= Sandra Amelia Ceballos Obaya =

Cuban artist (born 1961)

Sandra Amelia Ceballos Obaya (born March 21, 1961, in Guantánamo, Cuba) is a Cuban artist.

==Exhibitions==

=== Individual ===
She has had many exhibitions, including:

- "Diálogo de Sandra y Manuel Vidal" in Galería L, Havana. (1985)
- "Special de Sandra y su marido" in Galería de Arte Domingo Ravenet. (1993)
- "La Expresión sicógena". and New Art from Cuba: Utopian Territories in Access Gallery, Vancouver, Canada. (1997)
- "Mansas porciones" in Espacio Aglutinador, Havana, Cuba. (1998)

===Collective===
She was part of many collective exhibitions, including:

- I Bienal de Pintura Jaume Guasch. Fundació Jaume Guasch, Barcelona, Spain (1984)
- VIII Bienal Iberoamericana de Arte Domecq. "América nuestro Continente". Instituto Cultural Domecq, Mexico, D.F. (1992)
- 1e Internationale Grafiek Biennale. Maastricht Exhibition and Congress Centre (MECC), Maastricht, Holland (1993)
- "Una brecha entre el cielo y la tierra". fifth Bienal de La Habana. Centro Provincial de Artes Plásticas y Diseño, Havana, Cuba (1994)
- V Bienal Internacional de Pintura de Cuenca. Museo Municipal de Arte Moderno, Cuenca, Ecuador, (1996)

==Recognition==
She has been granted many awards. Among them are:

- Mention of Painting. Salón Playa ’85, Galería de Arte Servando Cabrera Moreno, Havana. (1985)
- First Prize. Premio Nacional Anual de Pintura Contemporánea Juan Francisco Elso, Museo Nacional de Bellas Artes, Havana, Cuba.(1995)
- 1990s Art from Cuba: A National Residency and Exhibition Program.

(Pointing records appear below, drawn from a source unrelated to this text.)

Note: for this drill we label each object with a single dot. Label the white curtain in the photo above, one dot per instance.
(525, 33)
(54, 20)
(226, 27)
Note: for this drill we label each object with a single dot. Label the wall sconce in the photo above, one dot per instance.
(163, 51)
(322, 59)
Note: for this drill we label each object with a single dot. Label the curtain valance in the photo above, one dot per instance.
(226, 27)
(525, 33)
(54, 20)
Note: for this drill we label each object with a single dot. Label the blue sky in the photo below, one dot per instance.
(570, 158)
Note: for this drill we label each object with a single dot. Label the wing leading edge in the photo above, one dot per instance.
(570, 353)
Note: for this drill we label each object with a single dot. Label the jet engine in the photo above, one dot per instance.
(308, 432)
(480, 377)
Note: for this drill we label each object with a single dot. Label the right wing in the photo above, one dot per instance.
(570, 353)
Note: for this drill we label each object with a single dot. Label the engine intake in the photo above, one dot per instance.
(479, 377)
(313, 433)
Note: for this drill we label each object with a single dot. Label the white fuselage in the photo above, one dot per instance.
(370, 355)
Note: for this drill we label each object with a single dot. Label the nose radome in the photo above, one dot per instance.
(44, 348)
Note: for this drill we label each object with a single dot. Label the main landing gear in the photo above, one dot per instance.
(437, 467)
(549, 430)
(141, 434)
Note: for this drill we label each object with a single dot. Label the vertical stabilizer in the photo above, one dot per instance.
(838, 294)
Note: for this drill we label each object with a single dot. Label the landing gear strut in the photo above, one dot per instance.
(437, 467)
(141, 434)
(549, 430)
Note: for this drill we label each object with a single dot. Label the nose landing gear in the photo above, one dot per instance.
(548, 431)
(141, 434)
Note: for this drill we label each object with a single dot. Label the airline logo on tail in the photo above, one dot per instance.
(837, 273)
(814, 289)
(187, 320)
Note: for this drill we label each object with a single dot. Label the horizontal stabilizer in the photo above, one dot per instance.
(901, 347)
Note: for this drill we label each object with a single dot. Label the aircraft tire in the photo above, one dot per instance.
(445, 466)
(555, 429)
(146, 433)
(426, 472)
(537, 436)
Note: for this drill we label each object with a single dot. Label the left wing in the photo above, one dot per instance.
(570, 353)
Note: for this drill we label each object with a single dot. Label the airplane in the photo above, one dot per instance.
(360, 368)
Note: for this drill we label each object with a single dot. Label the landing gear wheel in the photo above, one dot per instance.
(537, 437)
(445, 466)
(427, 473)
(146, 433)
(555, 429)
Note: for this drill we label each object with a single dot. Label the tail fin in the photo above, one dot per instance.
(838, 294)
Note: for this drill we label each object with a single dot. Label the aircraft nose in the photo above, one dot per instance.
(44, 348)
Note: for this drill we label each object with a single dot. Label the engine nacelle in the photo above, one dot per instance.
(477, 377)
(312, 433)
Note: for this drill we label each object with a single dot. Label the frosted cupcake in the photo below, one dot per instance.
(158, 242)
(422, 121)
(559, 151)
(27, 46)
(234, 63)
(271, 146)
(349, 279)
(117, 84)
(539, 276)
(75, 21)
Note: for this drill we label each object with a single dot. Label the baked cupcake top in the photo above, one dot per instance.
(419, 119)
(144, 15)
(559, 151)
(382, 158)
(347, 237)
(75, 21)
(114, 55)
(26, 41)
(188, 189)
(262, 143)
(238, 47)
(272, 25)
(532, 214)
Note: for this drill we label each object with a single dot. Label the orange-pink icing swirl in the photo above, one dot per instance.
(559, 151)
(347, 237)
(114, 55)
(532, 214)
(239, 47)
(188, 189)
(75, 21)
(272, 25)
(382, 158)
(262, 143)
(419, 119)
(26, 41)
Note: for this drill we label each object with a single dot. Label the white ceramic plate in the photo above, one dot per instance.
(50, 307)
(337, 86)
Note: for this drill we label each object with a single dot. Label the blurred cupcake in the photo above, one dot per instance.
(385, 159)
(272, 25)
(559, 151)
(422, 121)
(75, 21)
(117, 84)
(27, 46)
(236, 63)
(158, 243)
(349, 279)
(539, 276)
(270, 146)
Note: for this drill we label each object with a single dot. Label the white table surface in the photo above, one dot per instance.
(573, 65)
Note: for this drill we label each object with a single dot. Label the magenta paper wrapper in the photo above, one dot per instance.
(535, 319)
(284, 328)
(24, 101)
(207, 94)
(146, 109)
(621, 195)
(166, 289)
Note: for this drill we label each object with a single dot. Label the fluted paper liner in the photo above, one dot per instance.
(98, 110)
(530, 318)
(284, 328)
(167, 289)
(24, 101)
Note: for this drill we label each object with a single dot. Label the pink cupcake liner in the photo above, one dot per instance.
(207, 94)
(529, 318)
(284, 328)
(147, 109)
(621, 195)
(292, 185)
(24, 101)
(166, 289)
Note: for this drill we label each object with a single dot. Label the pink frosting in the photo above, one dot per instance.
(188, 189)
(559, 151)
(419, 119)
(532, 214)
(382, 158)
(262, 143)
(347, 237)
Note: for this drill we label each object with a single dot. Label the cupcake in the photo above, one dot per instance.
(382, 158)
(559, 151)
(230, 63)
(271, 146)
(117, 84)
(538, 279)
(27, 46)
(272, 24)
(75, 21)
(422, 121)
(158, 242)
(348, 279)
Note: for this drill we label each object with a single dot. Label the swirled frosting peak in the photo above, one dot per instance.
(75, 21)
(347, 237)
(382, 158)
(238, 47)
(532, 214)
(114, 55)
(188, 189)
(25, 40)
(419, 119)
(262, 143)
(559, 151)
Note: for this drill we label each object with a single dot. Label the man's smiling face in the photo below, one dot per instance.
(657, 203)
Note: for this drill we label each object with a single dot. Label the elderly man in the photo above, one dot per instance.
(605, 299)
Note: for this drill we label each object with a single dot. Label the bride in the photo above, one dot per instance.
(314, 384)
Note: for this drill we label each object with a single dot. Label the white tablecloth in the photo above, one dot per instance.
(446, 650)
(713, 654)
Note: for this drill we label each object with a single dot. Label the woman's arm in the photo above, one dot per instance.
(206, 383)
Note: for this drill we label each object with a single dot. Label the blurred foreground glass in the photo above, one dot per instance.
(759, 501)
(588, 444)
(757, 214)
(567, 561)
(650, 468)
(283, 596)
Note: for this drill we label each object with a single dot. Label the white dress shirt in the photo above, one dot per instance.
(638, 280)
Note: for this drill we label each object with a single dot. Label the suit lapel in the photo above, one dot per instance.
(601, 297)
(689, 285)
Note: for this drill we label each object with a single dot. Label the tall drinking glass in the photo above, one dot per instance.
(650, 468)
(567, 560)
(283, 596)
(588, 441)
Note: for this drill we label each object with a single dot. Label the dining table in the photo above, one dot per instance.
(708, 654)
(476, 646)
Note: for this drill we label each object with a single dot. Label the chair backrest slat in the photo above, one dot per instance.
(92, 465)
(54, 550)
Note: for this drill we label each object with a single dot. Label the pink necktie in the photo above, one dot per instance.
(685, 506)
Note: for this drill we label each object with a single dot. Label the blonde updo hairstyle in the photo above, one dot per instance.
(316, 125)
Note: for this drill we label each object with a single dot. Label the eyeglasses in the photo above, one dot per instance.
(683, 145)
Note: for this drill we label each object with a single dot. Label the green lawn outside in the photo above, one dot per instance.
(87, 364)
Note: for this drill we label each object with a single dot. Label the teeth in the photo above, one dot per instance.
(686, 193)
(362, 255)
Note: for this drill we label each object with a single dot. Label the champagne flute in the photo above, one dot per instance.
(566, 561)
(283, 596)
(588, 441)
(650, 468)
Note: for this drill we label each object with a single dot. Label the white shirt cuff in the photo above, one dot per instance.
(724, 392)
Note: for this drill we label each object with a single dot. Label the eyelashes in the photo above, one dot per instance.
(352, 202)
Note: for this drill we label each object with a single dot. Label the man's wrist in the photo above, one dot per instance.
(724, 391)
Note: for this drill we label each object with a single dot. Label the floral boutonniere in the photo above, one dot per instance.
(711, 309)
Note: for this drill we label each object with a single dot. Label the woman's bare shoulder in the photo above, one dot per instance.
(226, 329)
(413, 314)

Art in General and Longwood Art Project/Bronx Council on the Arts, New York City. (1997)
- Title Residence in the Design and Films Institute, Switzerland. (1998)

==Collections==
Her works can be found in collections such as:
- The Center for Cuban Studies, New York City.
- The Museo de Arte Moderno, Michoacán, Morelia, Mexico.
- The Museo Nacional de Bellas Artes, Havana, Cuba, and in
- The Museo Universitario del Chopo, México, D.F., Mexico.